Yu Ganqing hat nicht gegen die Straßenverkehrsordnung verstoßen. Er zahlt seine Rechnungen. Politisch ist er nicht aufgefallen. So muss er auch nicht fürchten, im Punktesystem nach unten zu rutschen.
»Da ich verheiratet bin, muss ich auch den Bewertungsbogen für meine Frau ausdrucken lassen.« Sonst gibt es kein Darlehen.
»Es macht zusätzlich Arbeit«, klagt Yu Ganqing. Aber das Register stellt er nicht in Frage. Ob es die Leute besser macht? »Ich weiß es nicht.

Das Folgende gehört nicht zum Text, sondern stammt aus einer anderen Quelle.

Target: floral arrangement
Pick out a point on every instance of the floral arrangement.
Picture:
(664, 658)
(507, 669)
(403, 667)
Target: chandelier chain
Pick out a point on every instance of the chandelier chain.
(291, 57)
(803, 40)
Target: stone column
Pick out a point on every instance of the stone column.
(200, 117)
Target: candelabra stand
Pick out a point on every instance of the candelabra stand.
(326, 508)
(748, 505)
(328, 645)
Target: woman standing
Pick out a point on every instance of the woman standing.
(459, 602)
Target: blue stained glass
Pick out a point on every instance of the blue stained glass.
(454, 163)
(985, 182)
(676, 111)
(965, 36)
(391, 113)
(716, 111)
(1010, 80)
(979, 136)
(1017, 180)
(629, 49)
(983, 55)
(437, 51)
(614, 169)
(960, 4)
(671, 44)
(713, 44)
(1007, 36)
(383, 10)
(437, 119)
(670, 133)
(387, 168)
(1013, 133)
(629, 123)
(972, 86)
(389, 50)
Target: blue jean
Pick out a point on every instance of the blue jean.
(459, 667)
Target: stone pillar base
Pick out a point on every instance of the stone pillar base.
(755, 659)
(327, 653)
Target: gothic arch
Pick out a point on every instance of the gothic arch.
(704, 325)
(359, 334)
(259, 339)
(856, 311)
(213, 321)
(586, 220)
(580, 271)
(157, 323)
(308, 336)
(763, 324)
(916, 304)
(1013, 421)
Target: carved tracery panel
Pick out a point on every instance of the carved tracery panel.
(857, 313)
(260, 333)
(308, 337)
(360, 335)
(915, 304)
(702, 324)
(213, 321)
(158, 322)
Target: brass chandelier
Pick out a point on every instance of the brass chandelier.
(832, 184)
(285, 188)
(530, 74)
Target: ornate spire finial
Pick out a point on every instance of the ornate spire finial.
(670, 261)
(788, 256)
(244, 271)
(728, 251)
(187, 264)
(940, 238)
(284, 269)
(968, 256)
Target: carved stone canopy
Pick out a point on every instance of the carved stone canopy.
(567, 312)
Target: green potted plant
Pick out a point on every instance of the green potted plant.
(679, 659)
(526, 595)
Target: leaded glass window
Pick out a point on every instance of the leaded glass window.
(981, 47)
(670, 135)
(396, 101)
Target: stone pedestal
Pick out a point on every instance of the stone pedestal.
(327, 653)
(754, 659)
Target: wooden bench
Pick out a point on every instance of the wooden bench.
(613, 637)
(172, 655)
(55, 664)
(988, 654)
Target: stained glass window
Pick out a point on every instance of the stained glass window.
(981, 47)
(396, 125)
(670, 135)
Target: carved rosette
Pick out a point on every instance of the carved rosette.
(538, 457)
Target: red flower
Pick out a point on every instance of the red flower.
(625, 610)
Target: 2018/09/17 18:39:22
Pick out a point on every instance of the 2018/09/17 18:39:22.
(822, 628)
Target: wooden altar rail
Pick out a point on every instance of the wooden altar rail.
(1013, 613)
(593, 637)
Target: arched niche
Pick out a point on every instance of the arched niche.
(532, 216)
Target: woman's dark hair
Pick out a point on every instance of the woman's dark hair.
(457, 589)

Vielleicht«, sagt der 30-Jährige, greift seine Papiere und eilt davon.
Lange galt das Internet als Gefahr für Diktaturen, weil Menschen sich breit informieren und sich zusammentun könnten. Doch Chinas Führer nutzen inzwischen die Datenmassen - Big Data - zur Überwachung. Mehr noch. Mit den neuen digitalen Möglichkeiten sollen die Menschen erzogen werden. »Es ist zweifellos das ehrgeizigste orwellsche Vorhaben der Menschheitsgeschichte«, sagt Sebastian Heilmann, Direktor des China-Instituts Merics in Berlin.